But domestic firms are outselling foreign firms in the SUV segment. In the electric car market, the figures are even more lopsided, as Beijing has heaped money on projects to dominate what it sees as the future. At the auto show, the domestic upstarts have a separate exhibition hall mostly to themselves — 124 of the 174 electric car models on display are homegrown. Government subsidies help consumers purchase the green cars, while policymakers are planning a quota system to force producers to build electric vehicles, with plans to one day phase out gas vehicles altogether.

Volkswagen announced investments of 15 billion euros ($18 billion) in electric and autonomous vehicles in China by 2022. “China is our second home,” recently installed chief executive Herbert Diess said at a Beijing press conference, with its market set to be “the biggest” worldwide for electric cars. Even though Diess created a stir with his announcement, the big buzz surrounded the all-electric models from Tesla, the precocious child of Elon Musk. “Believe me, executives from local and global rivals were among those checking out Tesla’s stand,” one industry insider said.

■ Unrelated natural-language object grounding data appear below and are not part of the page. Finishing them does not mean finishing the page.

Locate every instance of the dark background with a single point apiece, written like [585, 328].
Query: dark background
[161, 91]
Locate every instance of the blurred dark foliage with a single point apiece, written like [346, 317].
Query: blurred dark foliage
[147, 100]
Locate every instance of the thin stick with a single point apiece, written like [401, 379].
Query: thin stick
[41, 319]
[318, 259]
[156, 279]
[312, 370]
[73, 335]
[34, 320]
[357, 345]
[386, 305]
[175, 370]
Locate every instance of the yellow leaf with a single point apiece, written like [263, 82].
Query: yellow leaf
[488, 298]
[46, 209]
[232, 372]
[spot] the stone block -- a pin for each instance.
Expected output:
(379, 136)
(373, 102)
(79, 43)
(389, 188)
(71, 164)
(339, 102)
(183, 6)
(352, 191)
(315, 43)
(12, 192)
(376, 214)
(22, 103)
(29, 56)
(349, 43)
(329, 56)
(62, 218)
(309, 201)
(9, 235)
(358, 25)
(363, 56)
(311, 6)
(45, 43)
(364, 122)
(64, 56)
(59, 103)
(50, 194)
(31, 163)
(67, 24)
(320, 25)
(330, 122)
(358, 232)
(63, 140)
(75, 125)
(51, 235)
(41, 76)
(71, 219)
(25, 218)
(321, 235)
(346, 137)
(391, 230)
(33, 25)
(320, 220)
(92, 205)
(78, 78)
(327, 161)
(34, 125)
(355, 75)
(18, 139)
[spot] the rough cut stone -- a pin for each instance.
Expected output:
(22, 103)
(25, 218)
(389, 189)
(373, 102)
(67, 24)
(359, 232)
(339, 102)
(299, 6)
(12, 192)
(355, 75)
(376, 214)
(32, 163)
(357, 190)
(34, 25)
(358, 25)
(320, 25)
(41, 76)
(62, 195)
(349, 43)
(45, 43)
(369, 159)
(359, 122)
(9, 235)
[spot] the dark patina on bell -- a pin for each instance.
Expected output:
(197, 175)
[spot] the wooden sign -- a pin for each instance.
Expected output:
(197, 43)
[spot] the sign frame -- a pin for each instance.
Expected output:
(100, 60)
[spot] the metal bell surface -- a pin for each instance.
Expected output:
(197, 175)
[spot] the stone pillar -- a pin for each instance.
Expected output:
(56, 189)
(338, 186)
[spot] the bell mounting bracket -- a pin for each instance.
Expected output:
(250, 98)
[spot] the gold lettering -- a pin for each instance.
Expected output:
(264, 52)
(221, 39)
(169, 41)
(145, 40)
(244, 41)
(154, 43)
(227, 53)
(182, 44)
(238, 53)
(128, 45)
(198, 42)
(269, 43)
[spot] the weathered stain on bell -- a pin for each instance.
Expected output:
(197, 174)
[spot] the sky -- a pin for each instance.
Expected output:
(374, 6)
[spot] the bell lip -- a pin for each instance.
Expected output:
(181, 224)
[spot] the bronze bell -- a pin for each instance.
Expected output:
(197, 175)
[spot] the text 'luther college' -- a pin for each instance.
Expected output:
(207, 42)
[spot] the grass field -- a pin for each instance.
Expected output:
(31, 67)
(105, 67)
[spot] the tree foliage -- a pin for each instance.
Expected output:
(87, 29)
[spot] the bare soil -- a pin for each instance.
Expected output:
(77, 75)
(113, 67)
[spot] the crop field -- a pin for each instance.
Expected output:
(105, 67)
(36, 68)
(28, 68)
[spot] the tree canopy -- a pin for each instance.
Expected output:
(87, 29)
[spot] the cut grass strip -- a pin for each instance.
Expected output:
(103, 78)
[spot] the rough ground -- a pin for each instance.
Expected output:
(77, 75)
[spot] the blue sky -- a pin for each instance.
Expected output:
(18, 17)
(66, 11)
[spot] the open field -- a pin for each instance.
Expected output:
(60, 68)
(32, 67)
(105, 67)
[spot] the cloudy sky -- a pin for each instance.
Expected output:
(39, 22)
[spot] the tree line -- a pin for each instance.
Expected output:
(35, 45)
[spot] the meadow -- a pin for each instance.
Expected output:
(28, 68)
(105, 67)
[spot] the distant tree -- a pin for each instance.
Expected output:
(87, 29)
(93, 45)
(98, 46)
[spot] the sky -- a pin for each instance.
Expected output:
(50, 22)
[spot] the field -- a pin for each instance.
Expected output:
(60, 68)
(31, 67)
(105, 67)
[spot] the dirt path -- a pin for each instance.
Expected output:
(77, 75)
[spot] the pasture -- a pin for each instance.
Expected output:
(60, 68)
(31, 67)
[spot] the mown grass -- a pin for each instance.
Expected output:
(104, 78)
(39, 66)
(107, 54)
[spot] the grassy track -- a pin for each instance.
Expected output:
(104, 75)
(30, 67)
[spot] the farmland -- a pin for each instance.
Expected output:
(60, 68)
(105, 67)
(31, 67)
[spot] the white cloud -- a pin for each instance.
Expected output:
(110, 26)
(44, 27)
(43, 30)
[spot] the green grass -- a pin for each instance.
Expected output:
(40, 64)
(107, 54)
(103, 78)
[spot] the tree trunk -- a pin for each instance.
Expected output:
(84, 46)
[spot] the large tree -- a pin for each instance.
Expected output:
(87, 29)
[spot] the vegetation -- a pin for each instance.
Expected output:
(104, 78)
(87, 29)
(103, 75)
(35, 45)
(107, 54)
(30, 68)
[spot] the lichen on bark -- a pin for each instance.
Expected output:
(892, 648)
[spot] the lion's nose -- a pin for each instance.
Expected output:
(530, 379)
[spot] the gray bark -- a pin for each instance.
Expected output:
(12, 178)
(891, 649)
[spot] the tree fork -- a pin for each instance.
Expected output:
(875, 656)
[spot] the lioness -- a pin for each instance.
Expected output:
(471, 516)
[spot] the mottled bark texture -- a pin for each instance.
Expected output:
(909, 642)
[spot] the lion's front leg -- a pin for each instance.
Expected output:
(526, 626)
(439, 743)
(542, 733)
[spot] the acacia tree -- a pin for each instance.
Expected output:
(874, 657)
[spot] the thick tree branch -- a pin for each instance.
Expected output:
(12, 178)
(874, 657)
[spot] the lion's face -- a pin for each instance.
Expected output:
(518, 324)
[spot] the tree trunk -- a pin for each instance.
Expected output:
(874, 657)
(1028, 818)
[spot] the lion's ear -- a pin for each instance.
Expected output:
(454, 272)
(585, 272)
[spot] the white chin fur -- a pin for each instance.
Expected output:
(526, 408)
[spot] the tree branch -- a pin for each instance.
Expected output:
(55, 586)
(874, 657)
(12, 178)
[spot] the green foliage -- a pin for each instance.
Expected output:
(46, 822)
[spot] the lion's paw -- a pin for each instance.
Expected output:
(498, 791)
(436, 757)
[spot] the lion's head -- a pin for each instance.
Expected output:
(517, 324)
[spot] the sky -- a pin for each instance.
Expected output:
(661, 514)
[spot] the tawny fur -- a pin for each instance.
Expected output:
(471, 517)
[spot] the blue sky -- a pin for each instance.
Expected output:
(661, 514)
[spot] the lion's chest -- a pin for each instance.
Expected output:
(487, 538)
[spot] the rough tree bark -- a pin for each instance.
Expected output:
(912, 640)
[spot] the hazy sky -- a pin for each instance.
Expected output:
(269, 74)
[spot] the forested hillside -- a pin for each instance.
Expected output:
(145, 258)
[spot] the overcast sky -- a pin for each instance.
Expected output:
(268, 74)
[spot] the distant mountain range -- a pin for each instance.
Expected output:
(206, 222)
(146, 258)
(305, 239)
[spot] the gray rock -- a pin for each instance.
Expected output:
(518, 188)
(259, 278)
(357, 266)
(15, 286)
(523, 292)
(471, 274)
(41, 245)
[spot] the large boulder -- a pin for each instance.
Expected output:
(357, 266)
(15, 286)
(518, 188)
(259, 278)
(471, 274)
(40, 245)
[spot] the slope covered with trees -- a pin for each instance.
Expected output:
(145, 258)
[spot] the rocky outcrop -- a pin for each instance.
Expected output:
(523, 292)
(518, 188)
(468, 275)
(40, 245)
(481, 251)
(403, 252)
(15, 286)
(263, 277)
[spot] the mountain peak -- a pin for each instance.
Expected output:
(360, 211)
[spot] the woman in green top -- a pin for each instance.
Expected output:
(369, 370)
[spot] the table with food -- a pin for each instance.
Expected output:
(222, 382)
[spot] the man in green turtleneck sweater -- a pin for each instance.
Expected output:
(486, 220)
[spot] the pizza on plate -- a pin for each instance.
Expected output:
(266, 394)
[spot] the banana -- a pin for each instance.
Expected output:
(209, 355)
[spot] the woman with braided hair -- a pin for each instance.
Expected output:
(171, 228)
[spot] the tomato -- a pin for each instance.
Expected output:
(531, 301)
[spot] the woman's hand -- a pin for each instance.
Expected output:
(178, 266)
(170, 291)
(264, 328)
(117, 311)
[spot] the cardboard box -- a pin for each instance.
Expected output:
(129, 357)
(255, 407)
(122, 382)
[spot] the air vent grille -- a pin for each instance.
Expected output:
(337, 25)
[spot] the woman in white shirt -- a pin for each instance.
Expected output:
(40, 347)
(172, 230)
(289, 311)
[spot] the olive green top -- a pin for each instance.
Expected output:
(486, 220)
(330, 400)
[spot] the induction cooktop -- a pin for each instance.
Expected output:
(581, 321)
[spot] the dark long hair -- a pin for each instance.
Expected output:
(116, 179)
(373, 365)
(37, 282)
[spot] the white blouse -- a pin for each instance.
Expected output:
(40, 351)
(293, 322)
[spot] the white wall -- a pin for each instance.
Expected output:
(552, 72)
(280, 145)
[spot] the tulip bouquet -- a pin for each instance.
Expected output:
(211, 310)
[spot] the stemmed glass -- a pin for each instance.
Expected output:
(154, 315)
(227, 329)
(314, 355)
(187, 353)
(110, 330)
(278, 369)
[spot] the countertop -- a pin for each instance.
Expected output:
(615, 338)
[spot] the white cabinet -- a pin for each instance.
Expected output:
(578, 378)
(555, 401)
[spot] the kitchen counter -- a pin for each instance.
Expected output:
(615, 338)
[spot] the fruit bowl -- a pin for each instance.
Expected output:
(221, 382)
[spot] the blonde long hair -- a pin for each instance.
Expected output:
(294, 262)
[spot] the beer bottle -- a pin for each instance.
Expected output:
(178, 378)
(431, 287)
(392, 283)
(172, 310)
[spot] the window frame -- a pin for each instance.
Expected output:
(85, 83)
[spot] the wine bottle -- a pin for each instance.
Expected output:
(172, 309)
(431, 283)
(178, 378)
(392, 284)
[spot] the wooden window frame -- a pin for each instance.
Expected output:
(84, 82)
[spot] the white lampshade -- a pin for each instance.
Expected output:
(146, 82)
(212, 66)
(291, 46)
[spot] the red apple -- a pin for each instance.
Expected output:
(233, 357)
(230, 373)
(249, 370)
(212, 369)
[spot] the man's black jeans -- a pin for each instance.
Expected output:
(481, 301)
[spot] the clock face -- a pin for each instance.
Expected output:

Auto executives had their minds on the boiling trade war between Beijing and Washington, with every twist and turn fanning fears that it could bring their plans for China to a screeching halt. But Beijing has announced it will liberalise foreign ownership limits in the sector, a move seen as a possible olive branch to US President Donald Trump, who has railed against China’s policies in the sector.

Foreign automakers account for more than half of vehicle sales in China, with VW saying it has “strong” local partners in their joint ventures “Hopefully, liberalisation will help fair competition, and having a level playing field,” said Jochem Heizmann, CEO of Volkswagen Group China. China currently restricts foreign auto firms to a maximum 50 percent ownership of joint ventures with local companies.